This week’s review focuses on a provider of liquid and solid containment solutions providing services to various industrial services industries. BakerCorp International’s most recent Q1 results, as well as its FY 2016 results, reveal a company that is responding well to market pressures and positioning for a profitable future.
Interest coverage for FY 2016 was a strong 1.9x.
Volatility in the oil and gas sector over the past few years has made management very intentional in reducing the company’s exposure in that sector from over 20% in FY 2015 to a surprisingly low current level of 10.4%.
The company has continued to expand its European operations with Q1 year-over-year revenues up 14.2%
BakerCorp has implemented cost efficiencies across the company resulting in a 16.6% reduction in operating expenses in Q1.
The last half of the year historically brings the bulk of BakerCorp’s business as well as several large-scale projects from client companies scheduled to commence in Q3 and Q4.

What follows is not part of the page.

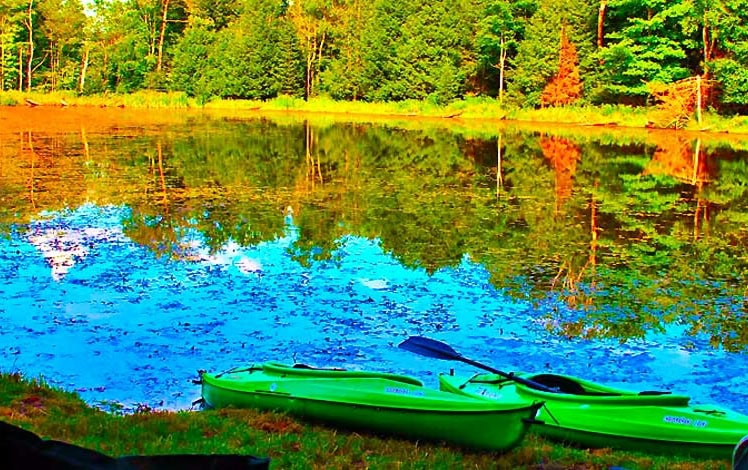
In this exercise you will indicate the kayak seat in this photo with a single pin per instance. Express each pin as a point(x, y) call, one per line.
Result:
point(563, 384)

BakerCorp’s 2019 bonds are currently yielding a fantastic 16+% yield to maturity. For income investors looking to increase cash flow and overall portfolio return, these bonds would be a welcomed addition. In light of BakerCorp’s strong interest coverage, expanding European operations and increasing cost efficiencies, these short 34-month bonds have met the criteria for addition to our FX1 and FX2 portfolios.
About the Issuer
Based in Plano Texas, BakerCorp International is a provider of liquid and solid containment solutions operating within the specialty sector of the broader industrial services industry. The company provides equipment rental, service and sales to its customers through a solution-oriented approach often involving multiple products. BakerCorp provides containment solutions within the United States through a national network with the capability to serve customers in all 50 states as well as a number of international locations in Europe and Canada. It maintains one of the largest and most diverse liquid and solid containment rental fleets in the industry consisting of more than 24,500 units, including steel tanks, polyethylene tanks, modular tanks, roll-off boxes, pumps, pipes, hoses and fittings, filtration, tank trailers, berms, and trench shoring equipment. BakerCorp serves multiple industries including the construction industry, municipal services, chemicals, transportation, industrial and environmental services and oil and gas. BakerCorp is owned by London-based private equity firm Permira.

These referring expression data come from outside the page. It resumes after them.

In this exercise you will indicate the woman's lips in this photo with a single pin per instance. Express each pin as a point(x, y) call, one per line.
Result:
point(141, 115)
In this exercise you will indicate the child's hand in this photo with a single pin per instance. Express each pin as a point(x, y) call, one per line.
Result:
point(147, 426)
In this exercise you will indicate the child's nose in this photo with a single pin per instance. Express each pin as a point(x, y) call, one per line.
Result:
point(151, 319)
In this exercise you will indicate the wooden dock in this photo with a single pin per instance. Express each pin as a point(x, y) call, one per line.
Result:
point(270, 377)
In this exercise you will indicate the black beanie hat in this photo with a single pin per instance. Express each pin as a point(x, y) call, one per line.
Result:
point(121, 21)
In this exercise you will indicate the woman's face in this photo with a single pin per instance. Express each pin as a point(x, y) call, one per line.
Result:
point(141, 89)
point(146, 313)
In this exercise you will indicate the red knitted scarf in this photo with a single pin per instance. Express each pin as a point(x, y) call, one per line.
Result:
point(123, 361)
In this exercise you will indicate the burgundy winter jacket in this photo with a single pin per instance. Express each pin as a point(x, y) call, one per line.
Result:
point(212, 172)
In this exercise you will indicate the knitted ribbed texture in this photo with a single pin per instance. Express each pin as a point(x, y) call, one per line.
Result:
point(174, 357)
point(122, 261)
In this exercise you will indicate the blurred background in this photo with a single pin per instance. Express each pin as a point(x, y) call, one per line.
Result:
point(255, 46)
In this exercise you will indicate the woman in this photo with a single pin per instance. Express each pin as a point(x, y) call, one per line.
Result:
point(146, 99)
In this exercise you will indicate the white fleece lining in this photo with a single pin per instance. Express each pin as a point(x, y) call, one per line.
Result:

Consistent Revenues, Effects of Oil and Gas
BakerCorp’s revenues over its past three fiscal years (which ends on January 31st) have been fairly consistent, with variations from its FY 2014 (ended 1/31/2014) between 2% and 6%. (FY 2014 revenues were $310.6 M, FY 2015 revenues were $332.3 M and FY 2016 revenues were $303.1 M). The 8.8% decrease between FY 2015 and FY 2016 was largely due to the decline in the demand for BakerCorp’s services in the upstream oil and gas industry. The decline in drilling and production activity reduced the demand for containment solutions. During FY 2016 and FY 2015, services to the oil and gas industry represented approximately 15.8% and 20.4% of total revenues respectively. Since that time, revenues tied to oil and gas have decreased. In the quarter ended April 30, 2016, the portion of revenues tied to oil and gas had dropped to 10.4% of total revenues. Although the percentage dropped, the decrease in demand for BakerCorp’s services from the oil and gas industry was responsible for 55% of the revenue decrease year-over-year in Q1.
Both oil and natural gas prices has seen a recovery since earlier this year. Most feel that prices will continue to recover, albeit slowly, but not always consistently. As these prices stabilize, BakerCorp should indirectly benefit as its oil and gas customers begin increasing production again.
BakerCorp has also made strides in increasing its revenues from its European operations. For its latest quarter (Q1), the company reported revenues from its European of $8.56 M as compared to $7.49 M for the same period a year earlier, representing an increase of 14.2%.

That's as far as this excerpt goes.